Wednesday, May 27, 2009

Breaking news!!!

We here at Coachean HQ have gotten early word on the upcoming Big Jake tournament. To celebrate the impending appointment of former high school debater Sonia Sotomayor (AKA Cardinal Spellman SS) to the Supreme Court, Forensics Directory Jon Cruz has invited the entire court to the tournament to adjudicate rounds, with the following results.

Justice John Paul Stevens has declined the invitation. “I’m too old for that sort of nonsense,” he was quoted as saying. “Hell, he’s too old for pretty much everything,” Director Cruz was reputedly heard to comment.

Justice Stephen Breyer has tentatively accepted the invitation, provided that he is allowed to intervene in the rounds that he adjudicates. “We activist judges need to keep our hand in,” he explained.

Justice Anthony Kennedy remains undecided. His aides have reported that he wouldn’t mind coming, provided that he doesn’t have to offer a paradigm and that he can sit only on multiple-judge panels, so that no matter which way he decides, he is part of the majority.

Chief Justice John G. Roberts will attend. He has, however, insisted that he only be expected to vote for the side representing bare-fisted capitalists, and that no one run Foucault in his presence.

Justice Samuel Alito will do whatever Roberts tells him.

Justice Ruth Bader Ginsburg will attend. “Do they still have Jews at Bronx Science?” she asked.

Justice Clarence Thomas could not be reached for comment. Ever.

Justice Antonin Scalia said he wouldn’t miss it for the world. “As long as topicality is the only voting issue that matters,” he claimed, “I’m in. Harms? Solvency? Inherency? Who needs ‘em?”

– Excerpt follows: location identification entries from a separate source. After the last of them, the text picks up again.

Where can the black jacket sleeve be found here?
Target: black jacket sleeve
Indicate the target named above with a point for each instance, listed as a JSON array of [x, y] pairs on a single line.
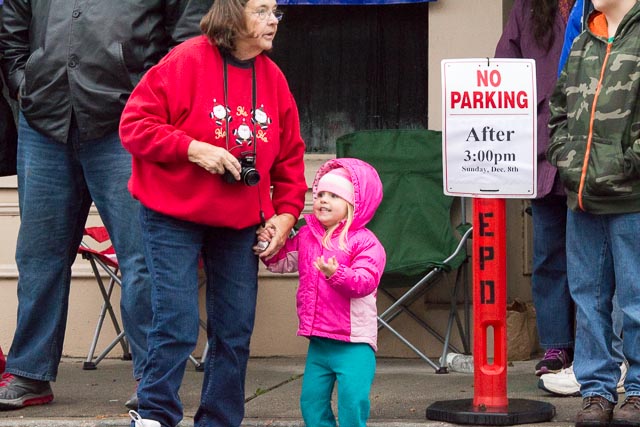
[[14, 42]]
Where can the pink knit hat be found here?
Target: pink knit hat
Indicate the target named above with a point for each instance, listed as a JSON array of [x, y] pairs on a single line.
[[337, 181]]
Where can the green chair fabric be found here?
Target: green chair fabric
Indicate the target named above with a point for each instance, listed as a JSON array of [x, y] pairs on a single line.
[[413, 221]]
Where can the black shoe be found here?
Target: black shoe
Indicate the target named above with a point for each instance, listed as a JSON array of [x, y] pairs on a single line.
[[596, 412], [554, 360], [132, 403], [629, 413]]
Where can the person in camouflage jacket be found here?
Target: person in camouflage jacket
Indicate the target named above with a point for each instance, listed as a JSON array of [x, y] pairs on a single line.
[[595, 144]]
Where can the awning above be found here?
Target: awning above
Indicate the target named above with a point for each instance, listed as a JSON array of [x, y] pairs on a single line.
[[347, 2]]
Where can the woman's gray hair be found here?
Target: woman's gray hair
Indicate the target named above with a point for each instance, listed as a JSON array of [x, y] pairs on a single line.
[[224, 22]]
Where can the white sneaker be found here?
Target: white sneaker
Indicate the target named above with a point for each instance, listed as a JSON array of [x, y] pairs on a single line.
[[564, 383], [141, 422]]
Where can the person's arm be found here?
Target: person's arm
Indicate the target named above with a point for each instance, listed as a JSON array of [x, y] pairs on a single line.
[[362, 277], [287, 172], [509, 44], [184, 19], [14, 42]]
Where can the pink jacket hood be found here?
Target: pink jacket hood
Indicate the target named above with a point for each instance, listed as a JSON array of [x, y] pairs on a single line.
[[343, 306], [367, 188]]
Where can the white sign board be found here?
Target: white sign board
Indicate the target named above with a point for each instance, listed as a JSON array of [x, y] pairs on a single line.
[[489, 127]]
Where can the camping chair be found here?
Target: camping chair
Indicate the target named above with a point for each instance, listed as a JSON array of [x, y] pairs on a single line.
[[414, 224], [97, 249]]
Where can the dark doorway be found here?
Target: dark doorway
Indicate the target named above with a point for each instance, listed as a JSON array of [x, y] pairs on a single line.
[[354, 67]]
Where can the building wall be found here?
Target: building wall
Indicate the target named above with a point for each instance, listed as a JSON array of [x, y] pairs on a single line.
[[457, 28]]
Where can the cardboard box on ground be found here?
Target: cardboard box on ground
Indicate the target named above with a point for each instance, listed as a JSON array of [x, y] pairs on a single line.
[[522, 333]]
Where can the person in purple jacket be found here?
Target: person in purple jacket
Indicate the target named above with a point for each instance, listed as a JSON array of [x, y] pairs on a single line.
[[536, 29], [340, 263]]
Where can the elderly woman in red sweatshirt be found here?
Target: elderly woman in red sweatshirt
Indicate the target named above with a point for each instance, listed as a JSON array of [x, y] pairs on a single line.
[[215, 138]]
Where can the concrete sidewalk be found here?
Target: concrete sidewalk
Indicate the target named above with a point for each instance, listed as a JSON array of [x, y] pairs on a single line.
[[402, 391]]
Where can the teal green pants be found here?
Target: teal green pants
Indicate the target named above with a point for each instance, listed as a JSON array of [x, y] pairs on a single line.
[[352, 366]]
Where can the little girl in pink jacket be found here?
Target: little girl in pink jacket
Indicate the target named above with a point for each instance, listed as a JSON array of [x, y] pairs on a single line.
[[340, 263]]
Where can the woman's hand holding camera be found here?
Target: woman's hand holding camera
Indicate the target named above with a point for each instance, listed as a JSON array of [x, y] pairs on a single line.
[[213, 159]]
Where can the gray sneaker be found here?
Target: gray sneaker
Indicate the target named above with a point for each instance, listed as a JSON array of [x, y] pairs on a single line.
[[17, 392], [564, 383]]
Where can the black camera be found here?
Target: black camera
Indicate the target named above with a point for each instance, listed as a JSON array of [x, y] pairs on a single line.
[[249, 175]]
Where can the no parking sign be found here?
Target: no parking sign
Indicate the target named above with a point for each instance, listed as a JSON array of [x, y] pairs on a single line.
[[489, 127]]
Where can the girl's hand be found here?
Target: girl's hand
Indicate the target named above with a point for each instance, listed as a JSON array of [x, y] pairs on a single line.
[[279, 228], [327, 268]]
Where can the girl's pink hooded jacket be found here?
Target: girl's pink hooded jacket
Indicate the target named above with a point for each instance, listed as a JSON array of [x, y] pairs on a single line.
[[342, 307]]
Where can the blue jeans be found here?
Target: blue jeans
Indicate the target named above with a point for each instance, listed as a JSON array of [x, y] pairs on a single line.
[[56, 185], [555, 312], [173, 248], [604, 258], [352, 366]]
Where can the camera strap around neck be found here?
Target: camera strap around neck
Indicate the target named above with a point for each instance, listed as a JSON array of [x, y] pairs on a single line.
[[225, 80], [254, 91]]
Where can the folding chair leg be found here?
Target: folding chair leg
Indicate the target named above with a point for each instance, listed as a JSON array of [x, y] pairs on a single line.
[[199, 364]]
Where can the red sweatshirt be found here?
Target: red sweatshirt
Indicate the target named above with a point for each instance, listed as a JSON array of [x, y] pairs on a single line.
[[181, 99]]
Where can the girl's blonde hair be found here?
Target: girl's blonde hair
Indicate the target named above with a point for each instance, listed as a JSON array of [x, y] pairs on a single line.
[[224, 22], [342, 241]]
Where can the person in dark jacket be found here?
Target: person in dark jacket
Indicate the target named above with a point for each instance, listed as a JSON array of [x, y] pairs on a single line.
[[594, 145], [72, 66]]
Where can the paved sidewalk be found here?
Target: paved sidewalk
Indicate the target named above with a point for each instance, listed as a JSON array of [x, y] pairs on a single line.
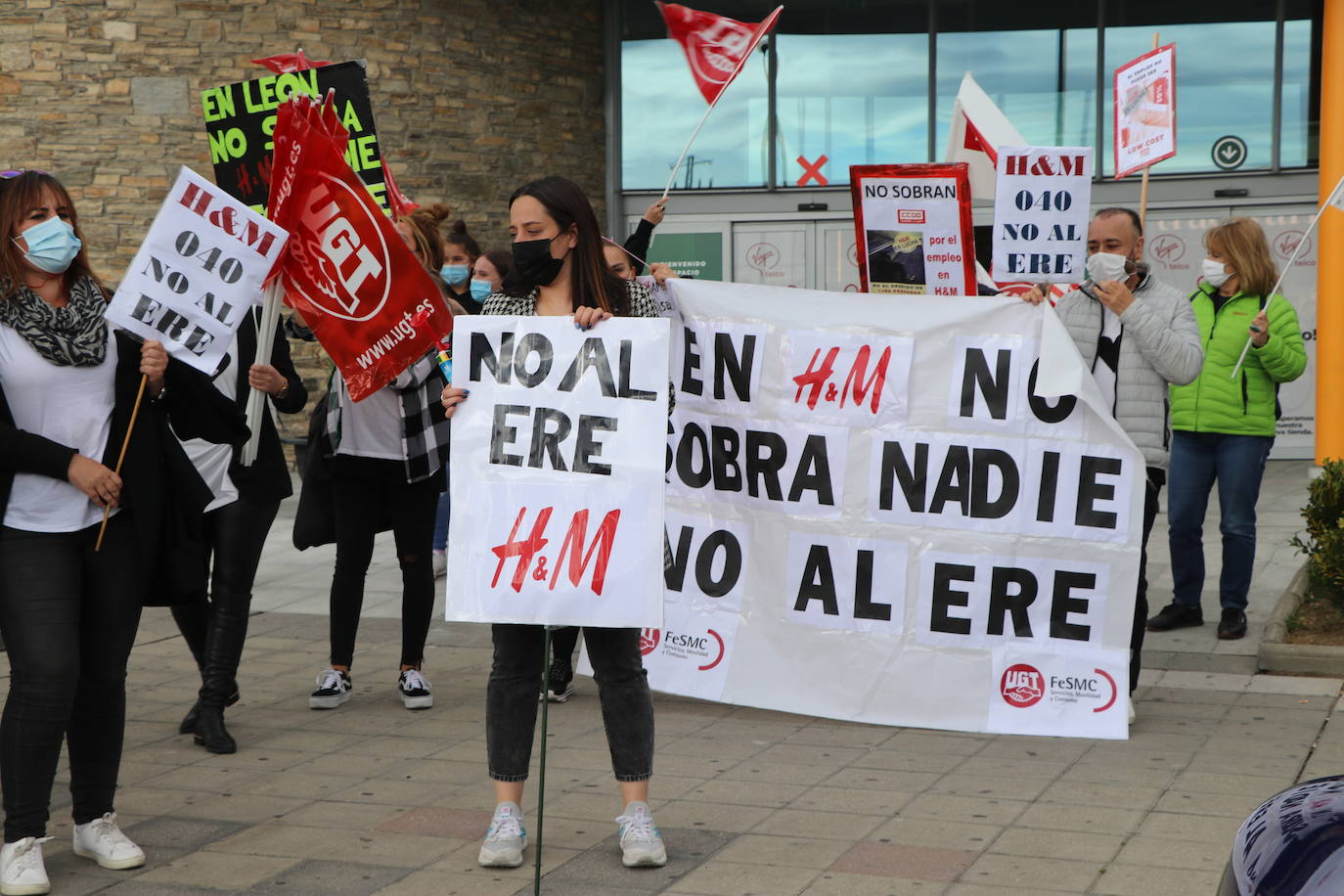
[[371, 798]]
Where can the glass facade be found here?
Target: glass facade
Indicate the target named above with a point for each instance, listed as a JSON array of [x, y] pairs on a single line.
[[852, 83]]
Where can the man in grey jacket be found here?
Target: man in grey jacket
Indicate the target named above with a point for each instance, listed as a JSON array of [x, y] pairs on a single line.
[[1139, 335]]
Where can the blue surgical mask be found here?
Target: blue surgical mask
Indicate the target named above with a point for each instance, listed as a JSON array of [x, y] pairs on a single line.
[[51, 245], [455, 274]]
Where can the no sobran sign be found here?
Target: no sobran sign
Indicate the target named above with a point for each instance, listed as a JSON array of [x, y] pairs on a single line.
[[557, 471], [200, 270], [913, 229], [913, 515]]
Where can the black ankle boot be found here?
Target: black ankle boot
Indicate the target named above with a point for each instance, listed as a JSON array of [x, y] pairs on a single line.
[[211, 733], [189, 722]]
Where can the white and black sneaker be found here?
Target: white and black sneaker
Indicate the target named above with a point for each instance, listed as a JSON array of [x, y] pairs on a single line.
[[334, 688], [414, 690]]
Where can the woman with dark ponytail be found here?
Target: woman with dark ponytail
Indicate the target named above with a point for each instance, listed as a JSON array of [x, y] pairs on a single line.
[[560, 270]]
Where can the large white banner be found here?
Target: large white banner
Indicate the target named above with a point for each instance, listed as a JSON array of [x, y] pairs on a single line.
[[895, 512], [1042, 198], [557, 469], [200, 270]]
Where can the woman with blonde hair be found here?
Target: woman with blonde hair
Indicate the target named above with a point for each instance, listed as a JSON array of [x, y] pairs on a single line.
[[1224, 422]]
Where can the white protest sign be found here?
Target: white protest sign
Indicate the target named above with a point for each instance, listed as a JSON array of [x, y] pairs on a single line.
[[1145, 111], [1042, 197], [200, 270], [941, 536], [557, 471]]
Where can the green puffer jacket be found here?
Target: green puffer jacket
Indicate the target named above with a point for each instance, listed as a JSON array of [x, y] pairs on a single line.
[[1246, 405]]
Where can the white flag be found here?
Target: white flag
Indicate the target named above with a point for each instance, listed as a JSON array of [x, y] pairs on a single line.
[[978, 128]]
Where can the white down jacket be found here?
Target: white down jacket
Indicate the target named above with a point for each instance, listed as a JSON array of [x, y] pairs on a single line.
[[1159, 345]]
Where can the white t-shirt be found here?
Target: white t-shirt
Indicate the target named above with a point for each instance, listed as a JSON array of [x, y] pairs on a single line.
[[373, 427], [70, 406], [212, 460]]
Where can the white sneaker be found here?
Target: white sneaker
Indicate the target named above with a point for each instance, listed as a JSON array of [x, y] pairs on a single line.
[[642, 844], [506, 840], [104, 842], [334, 688], [414, 690], [22, 870]]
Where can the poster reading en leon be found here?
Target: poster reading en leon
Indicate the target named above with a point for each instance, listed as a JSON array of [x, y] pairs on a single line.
[[241, 118], [913, 229]]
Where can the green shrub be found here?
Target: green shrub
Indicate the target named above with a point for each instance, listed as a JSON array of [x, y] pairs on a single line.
[[1324, 543]]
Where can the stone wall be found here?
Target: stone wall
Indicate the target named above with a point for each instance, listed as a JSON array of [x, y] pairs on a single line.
[[471, 98]]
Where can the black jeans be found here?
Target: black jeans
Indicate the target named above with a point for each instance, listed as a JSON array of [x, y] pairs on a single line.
[[1156, 478], [234, 536], [68, 617], [515, 684], [358, 506]]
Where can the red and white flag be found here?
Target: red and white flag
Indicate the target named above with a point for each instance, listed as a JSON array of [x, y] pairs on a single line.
[[717, 47], [978, 128]]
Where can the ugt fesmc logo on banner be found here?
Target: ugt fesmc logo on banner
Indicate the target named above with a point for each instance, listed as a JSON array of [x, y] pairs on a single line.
[[200, 270], [558, 453]]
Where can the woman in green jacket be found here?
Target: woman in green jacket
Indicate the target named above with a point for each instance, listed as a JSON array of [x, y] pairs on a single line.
[[1224, 422]]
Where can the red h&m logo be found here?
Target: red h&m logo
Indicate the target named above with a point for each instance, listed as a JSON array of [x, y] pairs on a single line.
[[856, 388], [575, 539]]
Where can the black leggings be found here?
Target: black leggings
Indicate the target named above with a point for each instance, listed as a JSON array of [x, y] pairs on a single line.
[[68, 617], [359, 504], [234, 536]]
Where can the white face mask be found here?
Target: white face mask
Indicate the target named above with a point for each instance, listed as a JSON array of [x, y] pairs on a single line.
[[1215, 273], [1102, 266]]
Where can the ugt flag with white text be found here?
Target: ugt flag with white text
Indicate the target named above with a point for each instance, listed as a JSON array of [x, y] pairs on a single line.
[[905, 514], [200, 270], [557, 471]]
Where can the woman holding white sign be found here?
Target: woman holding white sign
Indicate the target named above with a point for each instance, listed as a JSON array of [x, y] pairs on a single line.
[[245, 503], [68, 610], [560, 270]]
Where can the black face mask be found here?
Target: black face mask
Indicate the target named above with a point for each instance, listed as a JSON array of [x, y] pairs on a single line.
[[534, 265]]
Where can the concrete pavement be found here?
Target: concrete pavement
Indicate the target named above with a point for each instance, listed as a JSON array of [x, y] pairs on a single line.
[[371, 798]]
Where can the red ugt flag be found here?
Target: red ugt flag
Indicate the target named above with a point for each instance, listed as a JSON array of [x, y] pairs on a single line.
[[345, 267], [715, 46]]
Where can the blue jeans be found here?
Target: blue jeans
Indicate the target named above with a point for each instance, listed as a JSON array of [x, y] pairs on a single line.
[[1236, 464]]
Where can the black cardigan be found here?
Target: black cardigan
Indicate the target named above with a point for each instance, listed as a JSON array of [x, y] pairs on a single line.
[[268, 478], [160, 486]]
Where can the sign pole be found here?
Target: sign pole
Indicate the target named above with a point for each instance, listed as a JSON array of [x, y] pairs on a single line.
[[125, 443], [1142, 188], [541, 782], [255, 398]]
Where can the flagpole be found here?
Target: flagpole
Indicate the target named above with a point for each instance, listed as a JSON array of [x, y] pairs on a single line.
[[742, 62], [1292, 258], [1142, 188], [255, 398]]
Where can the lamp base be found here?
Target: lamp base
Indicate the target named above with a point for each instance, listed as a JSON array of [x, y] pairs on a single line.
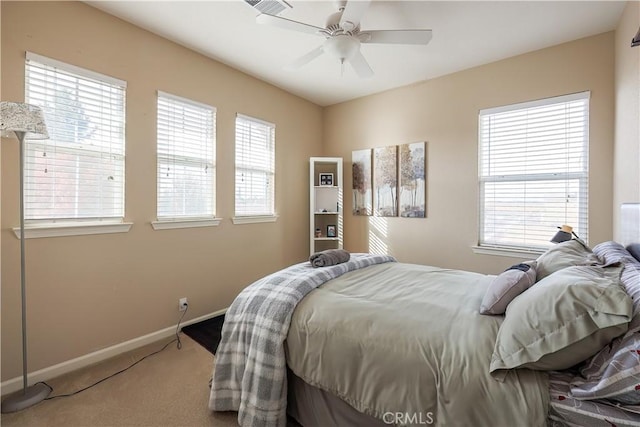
[[29, 397]]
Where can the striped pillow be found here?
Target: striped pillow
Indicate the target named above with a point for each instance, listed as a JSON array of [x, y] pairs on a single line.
[[612, 252], [614, 372]]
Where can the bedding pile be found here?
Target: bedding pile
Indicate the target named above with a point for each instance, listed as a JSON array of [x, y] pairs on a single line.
[[408, 339], [579, 321], [329, 257], [250, 368]]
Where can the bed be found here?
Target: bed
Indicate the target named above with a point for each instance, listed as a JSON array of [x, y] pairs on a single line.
[[377, 342]]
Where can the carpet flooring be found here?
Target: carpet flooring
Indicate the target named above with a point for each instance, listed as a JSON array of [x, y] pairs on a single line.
[[206, 333], [169, 389]]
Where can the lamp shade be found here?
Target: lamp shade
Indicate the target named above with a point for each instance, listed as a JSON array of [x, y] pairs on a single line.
[[563, 234], [21, 117]]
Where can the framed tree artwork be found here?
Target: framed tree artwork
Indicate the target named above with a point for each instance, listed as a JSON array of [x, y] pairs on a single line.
[[362, 191], [385, 181], [413, 185]]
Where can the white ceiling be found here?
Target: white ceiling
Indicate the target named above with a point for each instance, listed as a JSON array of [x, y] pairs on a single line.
[[465, 34]]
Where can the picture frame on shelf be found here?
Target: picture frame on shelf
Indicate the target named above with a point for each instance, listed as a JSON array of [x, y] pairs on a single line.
[[326, 179]]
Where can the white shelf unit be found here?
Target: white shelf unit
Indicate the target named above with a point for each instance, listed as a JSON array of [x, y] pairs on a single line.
[[325, 204]]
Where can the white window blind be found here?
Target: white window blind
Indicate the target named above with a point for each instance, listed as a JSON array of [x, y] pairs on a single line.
[[78, 173], [186, 158], [255, 167], [534, 171]]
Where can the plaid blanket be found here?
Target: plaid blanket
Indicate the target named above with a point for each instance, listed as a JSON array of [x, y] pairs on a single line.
[[250, 368]]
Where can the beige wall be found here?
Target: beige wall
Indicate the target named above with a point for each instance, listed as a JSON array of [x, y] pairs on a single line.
[[444, 112], [627, 125], [90, 292]]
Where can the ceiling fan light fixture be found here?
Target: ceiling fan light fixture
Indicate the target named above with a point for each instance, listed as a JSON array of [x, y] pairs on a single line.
[[343, 47]]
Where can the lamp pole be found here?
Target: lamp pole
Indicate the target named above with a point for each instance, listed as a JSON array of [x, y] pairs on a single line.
[[38, 392]]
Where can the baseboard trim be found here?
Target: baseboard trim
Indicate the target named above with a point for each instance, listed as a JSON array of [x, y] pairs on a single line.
[[45, 374]]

Tournament Director Cruz is thrilled to have gotten such a response, although he has expressed disappointment that soon-to-be-former Justice Souter has refused his offer to run Congress tab. “You’d think a mook like Souter would kill to run Congress, just once,” Cruz said. In his traditional fashion, Cruz will be assigning the celebrity judges personally during the tournament. “If we let Menick do it, Scalia would be in every round just to punish him. Every time Nino’d get halfway to the free bagels, the next round would be out and he would be on again. And God knows what outrage Menick would level at Justice Thomas.” Cruz is well-known for his vigorous defense of Justices Thomas and Scalia in forensics circles. “Sure,” he says, “they don’t exactly represent my personal point of view, but at least you never have to wonder how they’re going to vote on an issue. I don’t even see why they bother coming in every day, for that matter. They could just call me up and ask me what position makes my blood boil the most, and there they are, every time.”

It is rumored that, for the 2010 contest, Cruz will be enlisting the services of President Barack Obama, Pope Benedict XVI, Hillary Clinton, Leonard Nimoy, Kim Jong-il, Lady GaGa, Tiger Woods and Ashton Kutcher. This blog will report all updates as they happen.

3 comments:

Matthew Johnson said...

These are the kinds of posts I love.

pjwexler said...

Whatever happened to the "inexplicable" Keanu Reaves? Given his talent level, a hero for our generation if there ever was one.

Anonymous said...

How did I miss this post? Ginsburg's comment sounds like the comment of half the alumni who come to visit.